Les émissions totales de gaz à effet d'incendie et de particules suspendues dans l'air causées par les incendies forestiers il en résulte qu'il y a 70 % de supériorité à ce que l'on suppose. Je l'ai découvert en tant qu'enquêteurs de l'Université de Wageningen (Pays Bas) dans un studio réalisé en collaboration avec la NASA, BeZero Carbon et des universités américaines.
Une des causes de cet hallazgo est que Il se produit beaucoup plus d'incendies petits dans tout le monde qui se crée aujourd'hui. Il est donc nécessaire que les satellites n'aient pas enregistré ces incendies plus petits et qu'ils ne soient pas inclus traditionnellement dans les données sur le matériau.
Les observations par satellite sont cruciales pour déterminer l'ampleur des incendies et la quantité de végétation perdue. Dado que les derniers objets lancés dans l'espace pour surveiller la surface terrestre sont beaucoup plus préciscela apporte des informations beaucoup plus détaillées sur ce qui se produit dans les bois.
Incendios petits, hautes émissions
Les incendies forestiers n'émettent pas de gaz à effet d'incendie, sino que c'est aussi une source importante de particules suspendues dans l'airqui affecte la santé humaine al pénétra dans notre organisme.
Les émissions des incendies étaient sous-estimées /Efe
Les feux qui ont maintenant été détectés et qui ont passé par inadvertance ont maintenant un grand nombre de ceux qui ont perdu un papier important dans les émissions globales À cause de ces sinistres, le repentir a pu être atteint d'un 70% supérieur aux estimations antérieures.

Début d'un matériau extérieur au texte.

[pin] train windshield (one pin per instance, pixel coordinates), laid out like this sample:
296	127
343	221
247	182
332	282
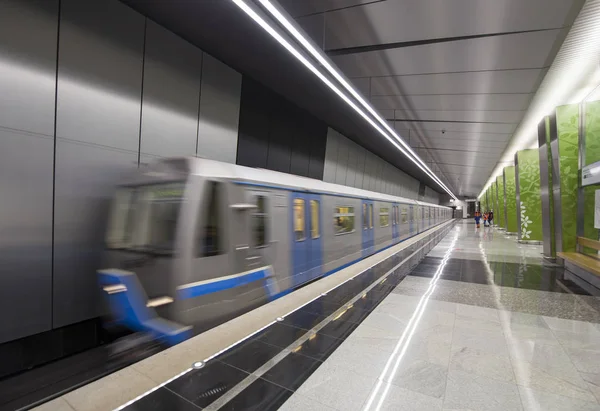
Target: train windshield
144	218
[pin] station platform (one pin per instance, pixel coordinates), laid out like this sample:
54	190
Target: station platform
456	318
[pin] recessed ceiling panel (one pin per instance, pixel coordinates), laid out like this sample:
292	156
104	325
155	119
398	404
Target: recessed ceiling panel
462	137
478	82
456	115
526	50
473	144
465	127
298	8
410	20
459	102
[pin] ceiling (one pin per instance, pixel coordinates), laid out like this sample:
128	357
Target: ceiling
453	77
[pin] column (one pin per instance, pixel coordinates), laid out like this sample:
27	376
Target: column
510	200
530	203
590	147
501	213
564	143
545	155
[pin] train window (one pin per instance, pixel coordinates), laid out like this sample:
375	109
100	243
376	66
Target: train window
145	218
211	239
259	217
343	220
299	219
314	219
384	216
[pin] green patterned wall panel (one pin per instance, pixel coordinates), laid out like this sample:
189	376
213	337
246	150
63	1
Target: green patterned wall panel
567	125
550	196
500	213
592	154
511	199
530	195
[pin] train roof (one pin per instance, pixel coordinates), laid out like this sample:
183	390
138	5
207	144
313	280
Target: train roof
275	179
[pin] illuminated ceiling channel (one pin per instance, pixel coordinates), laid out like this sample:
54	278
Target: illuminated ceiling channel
573	77
374	119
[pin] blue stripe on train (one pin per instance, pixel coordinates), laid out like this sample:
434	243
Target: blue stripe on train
128	306
191	291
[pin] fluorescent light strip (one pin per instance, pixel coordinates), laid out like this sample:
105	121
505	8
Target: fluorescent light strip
258	19
325	63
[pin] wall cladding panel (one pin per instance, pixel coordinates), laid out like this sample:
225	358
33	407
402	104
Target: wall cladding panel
352	159
28	35
85	178
218	126
253	137
318	136
342	162
172	69
330	156
26	240
279	134
100	73
99	104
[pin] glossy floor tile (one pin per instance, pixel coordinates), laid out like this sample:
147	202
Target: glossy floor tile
492	329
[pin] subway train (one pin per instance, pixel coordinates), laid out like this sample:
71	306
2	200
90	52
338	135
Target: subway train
192	242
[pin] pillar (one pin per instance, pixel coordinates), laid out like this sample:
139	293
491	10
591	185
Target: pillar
510	200
527	163
545	155
564	143
590	153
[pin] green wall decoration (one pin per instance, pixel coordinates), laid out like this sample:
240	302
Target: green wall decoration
530	195
592	154
567	126
550	186
511	199
500	212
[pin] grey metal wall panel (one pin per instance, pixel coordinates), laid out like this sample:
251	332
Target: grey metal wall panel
330	156
100	73
171	94
342	161
219	111
352	157
367	172
28	31
360	167
85	178
28	39
26	239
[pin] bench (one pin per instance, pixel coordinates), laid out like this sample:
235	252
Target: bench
582	264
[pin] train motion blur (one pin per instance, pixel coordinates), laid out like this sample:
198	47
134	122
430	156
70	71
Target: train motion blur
193	241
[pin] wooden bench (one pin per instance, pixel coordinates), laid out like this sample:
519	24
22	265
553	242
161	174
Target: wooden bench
586	262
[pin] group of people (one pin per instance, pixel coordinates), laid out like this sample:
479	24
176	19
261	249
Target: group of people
488	218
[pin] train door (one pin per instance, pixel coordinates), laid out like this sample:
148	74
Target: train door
368	244
395	226
307	245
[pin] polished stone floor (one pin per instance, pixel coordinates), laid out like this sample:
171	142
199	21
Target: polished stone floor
482	323
479	323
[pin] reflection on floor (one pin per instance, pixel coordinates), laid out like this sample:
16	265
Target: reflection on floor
482	323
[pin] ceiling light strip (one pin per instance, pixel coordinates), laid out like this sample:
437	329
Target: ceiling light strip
325	63
573	75
269	29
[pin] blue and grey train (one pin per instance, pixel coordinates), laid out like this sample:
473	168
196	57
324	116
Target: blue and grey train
194	242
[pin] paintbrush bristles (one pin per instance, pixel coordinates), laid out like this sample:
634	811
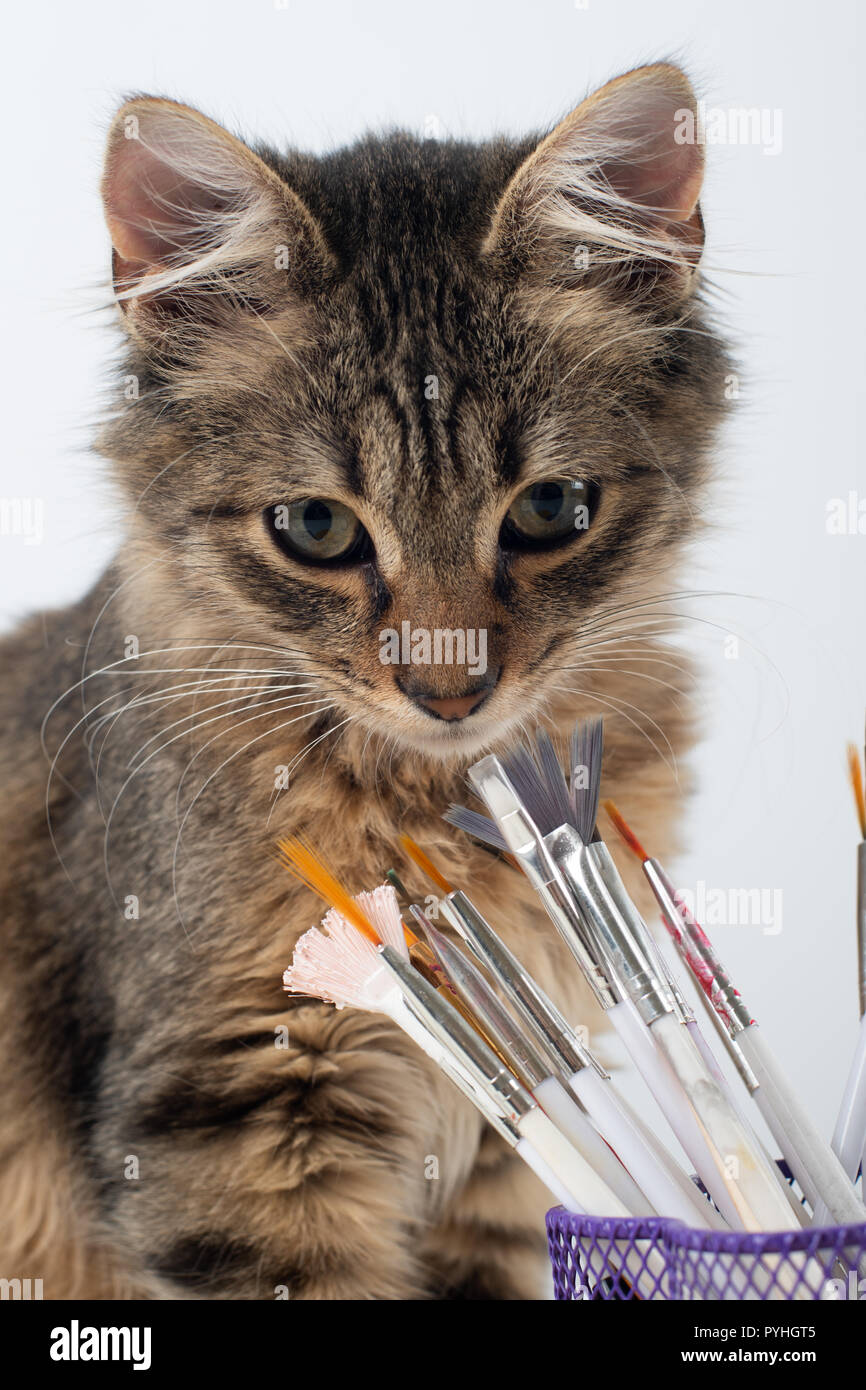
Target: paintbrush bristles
477	824
624	830
424	863
306	865
855	773
587	751
335	962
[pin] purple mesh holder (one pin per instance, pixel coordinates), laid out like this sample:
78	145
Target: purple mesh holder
655	1258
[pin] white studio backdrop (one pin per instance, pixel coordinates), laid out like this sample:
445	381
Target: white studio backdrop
772	811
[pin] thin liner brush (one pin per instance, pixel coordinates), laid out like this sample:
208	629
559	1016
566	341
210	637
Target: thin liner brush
850	1130
655	1169
855	772
623	965
530	1065
392	980
341	966
816	1168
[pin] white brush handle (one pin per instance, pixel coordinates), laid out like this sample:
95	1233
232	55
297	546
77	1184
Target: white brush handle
590	1193
567	1116
674	1107
752	1186
666	1186
811	1158
669	1187
850	1130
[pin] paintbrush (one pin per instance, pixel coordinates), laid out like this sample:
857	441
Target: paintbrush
655	1169
850	1132
353	961
615	950
816	1168
528	1062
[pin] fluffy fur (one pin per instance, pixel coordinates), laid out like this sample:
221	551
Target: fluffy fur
171	1125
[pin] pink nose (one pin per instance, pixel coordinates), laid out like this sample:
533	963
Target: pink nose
453	708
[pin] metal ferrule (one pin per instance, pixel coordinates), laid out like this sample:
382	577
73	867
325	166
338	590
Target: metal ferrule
552	1034
616	943
727	1040
527	844
617	890
476	1059
862	925
492	1112
484	1004
709	972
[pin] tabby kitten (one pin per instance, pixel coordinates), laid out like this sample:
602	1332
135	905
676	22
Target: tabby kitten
363	389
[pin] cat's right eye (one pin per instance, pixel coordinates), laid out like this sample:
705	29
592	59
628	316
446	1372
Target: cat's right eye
319	531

Les enquêteurs sont cartographiés avec le plus grand détail des lieux où se produisent les incendies forestiers et les émissions générées. Ce travail n'inclut pas seulement les incendies forestiers, mais aussi les feux produits en pâtisseries et en terres agricoles. Récemment, une nouvelle version de la Base de Données Globales d'Émissions d'Incendies (GFED) a été publiée, les résultats étant publiés dans Scientific Data.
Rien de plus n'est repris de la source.